Bank DBS Edukasi Pengelolaan Sampah Makanan lewat Kompos Kolektif
Bank DBS menegaskan komitmen mereka sebagai perusahaan yang bergerak dengan tujuan (purpose-driven bank). Kali ini, hal tersebut ditunjukkan dengan program pengolahan sampah makanan menjadi material yang bermanfaat. Program ini diberi nama Kompos Kolektif.
Sampah makanan menjadi salah satu permasalahan di Indonesia. Guna menjawab persoalan ini, Kompos Kolektif menjadi program yang dihadirkan Bank DBS untuk mengajak masyarakat mengolah kembali sampah makanan agar tidak berakhir di tempat pembuangan akhir.

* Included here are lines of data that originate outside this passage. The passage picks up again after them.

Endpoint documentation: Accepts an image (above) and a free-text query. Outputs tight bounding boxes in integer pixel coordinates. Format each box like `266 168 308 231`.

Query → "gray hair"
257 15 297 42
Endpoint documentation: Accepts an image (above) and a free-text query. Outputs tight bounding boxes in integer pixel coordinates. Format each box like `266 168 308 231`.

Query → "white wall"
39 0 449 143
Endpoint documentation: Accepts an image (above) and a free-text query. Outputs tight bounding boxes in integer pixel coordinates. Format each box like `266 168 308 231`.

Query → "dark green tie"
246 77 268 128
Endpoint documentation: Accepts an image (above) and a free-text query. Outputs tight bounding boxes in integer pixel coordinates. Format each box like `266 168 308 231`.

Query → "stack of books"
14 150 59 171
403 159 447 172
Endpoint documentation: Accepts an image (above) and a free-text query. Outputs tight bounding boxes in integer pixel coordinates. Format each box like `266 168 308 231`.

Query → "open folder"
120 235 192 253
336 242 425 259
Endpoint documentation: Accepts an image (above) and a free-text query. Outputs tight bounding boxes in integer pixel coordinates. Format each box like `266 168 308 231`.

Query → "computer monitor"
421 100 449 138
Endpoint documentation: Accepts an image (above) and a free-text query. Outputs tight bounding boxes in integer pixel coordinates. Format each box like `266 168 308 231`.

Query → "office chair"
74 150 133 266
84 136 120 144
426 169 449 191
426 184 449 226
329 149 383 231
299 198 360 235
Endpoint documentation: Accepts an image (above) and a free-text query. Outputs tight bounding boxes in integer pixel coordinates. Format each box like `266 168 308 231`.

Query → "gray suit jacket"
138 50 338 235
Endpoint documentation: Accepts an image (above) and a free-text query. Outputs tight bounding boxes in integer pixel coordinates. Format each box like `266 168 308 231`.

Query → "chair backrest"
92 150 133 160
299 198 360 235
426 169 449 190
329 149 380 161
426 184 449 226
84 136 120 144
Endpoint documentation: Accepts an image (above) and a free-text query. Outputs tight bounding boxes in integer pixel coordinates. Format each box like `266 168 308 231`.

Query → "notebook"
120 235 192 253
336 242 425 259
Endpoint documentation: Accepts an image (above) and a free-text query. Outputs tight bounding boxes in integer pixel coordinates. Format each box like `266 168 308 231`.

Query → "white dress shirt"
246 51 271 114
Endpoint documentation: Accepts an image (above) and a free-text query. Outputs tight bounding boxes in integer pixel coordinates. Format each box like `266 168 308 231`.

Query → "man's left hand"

Program ini sebenarnya telah berlangsung sejak Juni 2022 dan menjadi bagian dari kampanye Towards Zero Food Waste yang diinisiasi oleh Bank DBS mulai tahun 2020. Kini, gerakan tersebut terus didorong untuk menumbuhkan kesadaran publik tentang masalah sampah makanan.
“Penanggulangan sampah makanan di Indonesia merupakan tanggung jawab kita bersama dan membutuhkan aksi nyata untuk menanggulanginya. Kami ingin memperluas jangkauan serta edukasi untuk mengolah sampah makanan menjadi kompos,” ujar Mona Monika, Head of Group Strategic Marketing & Communications PT Bank DBS Indonesia.
Sebelumnya, lewat berbagai kampanye, perusahaan memang menunjukkan kepedulian terhadap sampah makanan. Bahkan, melalui program #MakanTanpaSisa, mereka mengklaim telah berhasil menyelamatkan sekitar 43 ton food impact. Kini, perusahaan ingin terus fokus pada pilar keberlanjutan yang sama.
“Kami juga mengajak karyawan Bank DBS berpartisipasi dalam program ini sehingga dapat memperluas dampak positif yang dihasilkan,” ucap Mona.
Tahun ini, Bank DBS menargetkan mencapai 26 ton food impact. Salah satu upaya untuk mewujudkannya adalah dengan menghadirkan program Kompos Kolektif yang berkolaborasi dengan Kebun Kumara pada bulan Juni hingga Desember 2022.
Kompos Kolektif merupakan program yang mengolah sampah makanan menjadi pupuk kompos melalui teknik biokonversi sampah dari Black Soldier Fly (BSF) yang disediakan oleh Magalarva. Program ini juga menghadirkan layanan bagi masyarakat yang ingin mengolah sampah makanan mereka.
Bermodalkan Rp 100.000 per bulan, masyarakat akan mendapat pelayanan pengangkutan sampah dari rumah sebanyak empat kali, penyediaan kantong sampah beserta laporannya, hingga media tanam dari kompos hasil olahan sampah makanan yang dikirimkan setiap tiga bulan sekali.